La colère de Dieu n’est pas tabou. Même le pape François l’admet

Alors que les regards du monde entier sont fixés sur les malheurs du cardinal George Pell (photo), il ne faudrait pas oublier un passage surprenant du discours avec lequel François a conclu le sommet du 21-24 février sur les abus sexuels sur mineurs.  Ce passage où il a dit que « dans la colère légitime des personnes, l’Église voit un reflet de la colère de Dieu ».

L’évocation de la « colère de Dieu » est rare, voire rarissime dans la bouche du pape actuel qui insiste plutôt sur un déluge de miséricorde divine.

Et pourtant, cette fois-ci, il s’est aventuré sur un terrain difficile non seulement pour lui mais pour l’humanité depuis toujours.  Pour la pensée philosophique du temps de Jésus déjà, en ce qui concerne Sénèque et Cicéron, la « colère de Dieu » était quelque chose d’impensable et d’imprononçable.  Et aujourd’hui encore, ce concept est universellement tabou.

Voici ce qu’écrivait sur le sujet en 1953 le théologien de génie Jean Daniélou, créé cardinal par Paul VI, dans son « Essai sur le mystère de l’histoire » :

« Peu d’autres expressions heurtent à ce point les pudiques oreilles modernes. Les juifs d’Alexandrie déjà en rougissaient devant les philosophes grecs et s’efforçaient d’en atténuer le sens.  Aujourd’hui, elle semble insupportable à une Simone Weil qui, comme Marcion en son temps, oppose le Dieu d’amour du Nouveau Testament au Dieu de colère de l’Ancien.  Et pourtant on trouve également l’amour dans l’Ancien Testament et la colère dans le Nouveau.  Il faut donc accepter les choses comme elles sont : la colère est l’une des attitudes du Dieu biblique.  Et nous dirons même plus : cette expression apparemment anthropomorphique est peut-être celle qui contient en elle-même la charge de mystère la plus dense et qui nous aide à pénétrer au plus profond la transcendance divine. »

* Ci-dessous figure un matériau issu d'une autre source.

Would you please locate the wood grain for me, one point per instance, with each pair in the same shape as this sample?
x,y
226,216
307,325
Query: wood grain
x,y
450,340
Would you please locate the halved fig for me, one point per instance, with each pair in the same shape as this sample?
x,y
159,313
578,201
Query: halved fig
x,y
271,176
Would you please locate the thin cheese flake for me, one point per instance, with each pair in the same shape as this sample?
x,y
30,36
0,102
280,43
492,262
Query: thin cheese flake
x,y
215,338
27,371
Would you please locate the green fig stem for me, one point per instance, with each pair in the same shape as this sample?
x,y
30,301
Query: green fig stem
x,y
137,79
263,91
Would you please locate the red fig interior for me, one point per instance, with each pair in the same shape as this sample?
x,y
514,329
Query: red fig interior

Depuis les premiers siècles, les Pères de l’Eglise se sont attaché à cette recherche du sens véritable de la « colère de Dieu »  et Il est important de la refaire ce chemin aujourd’hui, vu comment cette expression continue à faire scandale. Et c’est justement ce qu’a fait Leonardo Lugaresi, spécialiste des Pères de l’Église et professeur à l’Université de Bologne, dans un essai qui se trouve dans un volume à plusieurs voix intitulé « Crisi e rinnovamento tra mondo classico e cristianesimo antico » sous la direction d’Angela Maria Mazzanti paru en 2015 chez Bononia University Press.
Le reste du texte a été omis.